FTO-stabilized lncRNA HOXC13-AS epigenetically upregulated FZD6 and activated Wnt/β-catenin signaling to drive cervical cancer proliferation, invasion, and EMT.

PURPOSE

Cervical cancer (CC) is the third most prevalent malignancy in women. Frizzled class receptor 6 (FZD6) is demonstrated to either activate or repress the activity of Wnt/β-catenin pathway, a crucial signaling involved in cancer development. However, the role of FZD6 in CC is unknown. The present study explored the function of FZD6 and its mechanism in CC.

METHODS

The levels of FZD6, HOXC13-AS were detected in CC specimens and CC cell lines via qRT-PCR. Cell proliferation and invasion was explored via CCK-8 assay, colony formation assay and transwell assay.
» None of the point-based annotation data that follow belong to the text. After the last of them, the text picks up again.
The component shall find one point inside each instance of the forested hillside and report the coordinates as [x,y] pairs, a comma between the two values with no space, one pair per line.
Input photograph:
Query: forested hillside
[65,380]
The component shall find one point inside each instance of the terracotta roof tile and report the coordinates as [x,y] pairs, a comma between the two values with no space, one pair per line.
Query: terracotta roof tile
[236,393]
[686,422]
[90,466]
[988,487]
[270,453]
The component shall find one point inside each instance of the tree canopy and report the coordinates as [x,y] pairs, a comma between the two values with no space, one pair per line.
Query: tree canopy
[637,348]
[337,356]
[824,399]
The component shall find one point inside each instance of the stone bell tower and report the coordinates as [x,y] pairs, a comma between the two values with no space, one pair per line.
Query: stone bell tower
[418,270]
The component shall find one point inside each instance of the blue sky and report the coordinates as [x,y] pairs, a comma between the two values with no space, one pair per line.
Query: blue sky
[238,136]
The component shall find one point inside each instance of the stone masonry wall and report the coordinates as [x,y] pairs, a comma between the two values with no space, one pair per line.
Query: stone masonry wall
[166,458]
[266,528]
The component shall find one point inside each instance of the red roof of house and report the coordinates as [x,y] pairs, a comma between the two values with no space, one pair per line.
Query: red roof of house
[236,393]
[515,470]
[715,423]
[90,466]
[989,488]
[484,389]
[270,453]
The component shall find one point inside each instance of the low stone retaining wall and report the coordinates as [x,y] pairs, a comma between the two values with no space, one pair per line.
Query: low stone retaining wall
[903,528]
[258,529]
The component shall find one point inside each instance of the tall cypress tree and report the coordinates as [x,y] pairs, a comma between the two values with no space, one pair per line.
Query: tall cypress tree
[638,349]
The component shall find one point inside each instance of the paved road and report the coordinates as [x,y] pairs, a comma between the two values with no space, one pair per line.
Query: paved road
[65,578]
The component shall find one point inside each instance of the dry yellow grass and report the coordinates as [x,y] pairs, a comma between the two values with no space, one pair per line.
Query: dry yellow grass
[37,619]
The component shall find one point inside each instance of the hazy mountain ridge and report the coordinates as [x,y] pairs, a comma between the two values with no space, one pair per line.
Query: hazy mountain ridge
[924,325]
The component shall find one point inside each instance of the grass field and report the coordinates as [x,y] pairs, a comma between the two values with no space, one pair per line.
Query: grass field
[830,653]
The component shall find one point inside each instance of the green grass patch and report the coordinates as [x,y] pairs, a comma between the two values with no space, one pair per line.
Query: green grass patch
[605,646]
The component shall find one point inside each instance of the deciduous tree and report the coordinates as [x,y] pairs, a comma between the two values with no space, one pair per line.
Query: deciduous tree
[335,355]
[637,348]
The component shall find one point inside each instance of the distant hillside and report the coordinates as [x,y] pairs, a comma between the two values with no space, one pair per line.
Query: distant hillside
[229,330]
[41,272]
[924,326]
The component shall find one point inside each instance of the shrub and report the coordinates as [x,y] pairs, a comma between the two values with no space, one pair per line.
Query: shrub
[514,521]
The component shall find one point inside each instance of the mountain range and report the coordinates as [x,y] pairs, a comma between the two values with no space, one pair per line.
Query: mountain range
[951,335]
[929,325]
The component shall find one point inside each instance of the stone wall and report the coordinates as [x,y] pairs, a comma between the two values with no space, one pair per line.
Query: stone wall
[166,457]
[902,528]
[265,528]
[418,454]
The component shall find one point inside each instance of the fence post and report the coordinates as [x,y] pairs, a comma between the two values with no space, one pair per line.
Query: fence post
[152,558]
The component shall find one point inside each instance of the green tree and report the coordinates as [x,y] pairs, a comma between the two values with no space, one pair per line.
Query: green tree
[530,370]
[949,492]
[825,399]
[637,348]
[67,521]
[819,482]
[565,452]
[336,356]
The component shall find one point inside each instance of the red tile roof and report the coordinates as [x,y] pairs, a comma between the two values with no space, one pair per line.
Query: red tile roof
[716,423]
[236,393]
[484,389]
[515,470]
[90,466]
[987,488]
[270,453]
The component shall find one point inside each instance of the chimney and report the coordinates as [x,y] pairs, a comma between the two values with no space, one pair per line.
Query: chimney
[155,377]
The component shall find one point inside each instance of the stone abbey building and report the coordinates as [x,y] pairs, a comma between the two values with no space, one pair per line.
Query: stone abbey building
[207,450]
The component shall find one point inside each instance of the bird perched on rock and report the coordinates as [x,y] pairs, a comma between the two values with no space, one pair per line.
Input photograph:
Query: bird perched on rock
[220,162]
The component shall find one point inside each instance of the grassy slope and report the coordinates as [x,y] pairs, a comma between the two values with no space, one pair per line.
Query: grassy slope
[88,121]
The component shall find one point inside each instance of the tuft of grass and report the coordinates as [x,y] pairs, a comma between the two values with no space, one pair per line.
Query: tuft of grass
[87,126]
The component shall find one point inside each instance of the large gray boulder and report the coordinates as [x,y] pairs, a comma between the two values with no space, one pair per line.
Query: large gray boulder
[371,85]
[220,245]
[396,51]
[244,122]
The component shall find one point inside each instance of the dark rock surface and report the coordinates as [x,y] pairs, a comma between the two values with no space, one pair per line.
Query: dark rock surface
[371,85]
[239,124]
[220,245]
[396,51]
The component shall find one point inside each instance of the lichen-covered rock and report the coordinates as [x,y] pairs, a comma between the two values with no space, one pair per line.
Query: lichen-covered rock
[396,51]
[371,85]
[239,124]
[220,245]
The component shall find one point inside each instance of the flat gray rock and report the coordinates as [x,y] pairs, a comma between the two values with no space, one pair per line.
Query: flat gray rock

Luciferase reporter analysis, FISH, subcellular fractionation, chromatin immunoprecipitation and RNA immunoprecipitation were performed for investigating the molecular mechanism.

RESULTS

FZD6 was up-regulated in CC. FZD6 silence retarded proliferation, invasion, and epithelial-to-mesenchymal transition (EMT), and inactivated Wnt/β-catenin. HOXC13 antisense RNA (HOXC13-AS) was up-regulated in CC and positively correlated with FZD6. Mechanistically, HOCX13-AS1 augmented FZD through cAMP-response element binding protein-binding protein (CBP)-modulated histone H3 on lysine 27 acetylation (H3K27ac). Additionally, fat mass and obesity-associated protein (FTO) reduced N6-methyladenosine (m6A) and stabilized HOXC13-AS in CC.

CONCLUSIONS

In conclusion, this study firstly showed that FTO-stabilized HOXC13-AS epigenetically up-regulated FZD6 and activated Wnt/β-catenin signaling to drive CC proliferation, invasion, and EMT, suggesting HOXC13-AS as a potential target for CC treatment.